The world convulsed, and with it, reality shattered.
[You have slain a Corrupted Titan.]
[Your shadow grows stronger.]
...
Sunny opened his eyes.
His gaze drifted upward, drawn to the ceiling—or what was left of it. Jagged remnants of concrete and steel dangled precariously above him, swaying gently in the stale, smoke-laden air.
Was I... asleep?
The thought was sluggish, his mind still reeling from the echoes of a dream that felt like it had lasted an eternity. He furrowed his brow, piecing together the fragments of his memory.
Right. I surrendered myself at a police station before I... fell asleep. But... what the hell happened to the ceiling?
As his senses sharpened, Sunny slowly turned his head, scanning his surroundings—and froze.
The walls were half-collapsed, crumbling into piles of rubble that littered the ground. Thick layers of dust coated every surface, the air filled with the acrid scent of smoke and ash. Yet none of it held his attention for long.
No, it was the icy-blue eyes staring into his own that made him stop breathing.
Seated across from him on a barely intact plastic chair was a familiar woman. Her short, raven-black hair was a tangled mess, streaked with ash and soot. Her skin was marred with streaks of blood, grime, and exhaustion. The dark blue uniform she wore was torn and tattered, barely holding together.
"What are you looking at?"
Her voice snapped him out of his stupor. Sunny blinked, realizing too late that he had been staring.
"...Your missing hand," he muttered.
"Ah."
Soul Reaper Jet grimaced, lifting her left hand to the stump where her right arm had been. Her expression was calm, almost detached, as if the injury were a mild inconvenience rather than a gaping wound.
"Don't worry," she said, her tone dry. "I'll get it healed as soon as I'm done with you."
Sunny didn't respond immediately. Instead, he glanced down at her and then took in his surroundings once more, his mind struggling to connect the dots.

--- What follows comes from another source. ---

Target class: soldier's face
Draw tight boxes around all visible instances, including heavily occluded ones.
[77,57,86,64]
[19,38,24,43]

"What kind of nightmare creature decided to pay me a visit while I was out?" he finally asked, his voice tinged with unease.
Jet smiled.
"The fallen kind."
Sunny's stomach sank.
"What?" he stammered, staggering as he scrambled to sit up, almost falling off the edge of the cot.
"A category three gate opened here," Jet explained. "We just took care of the last straggler before you woke up."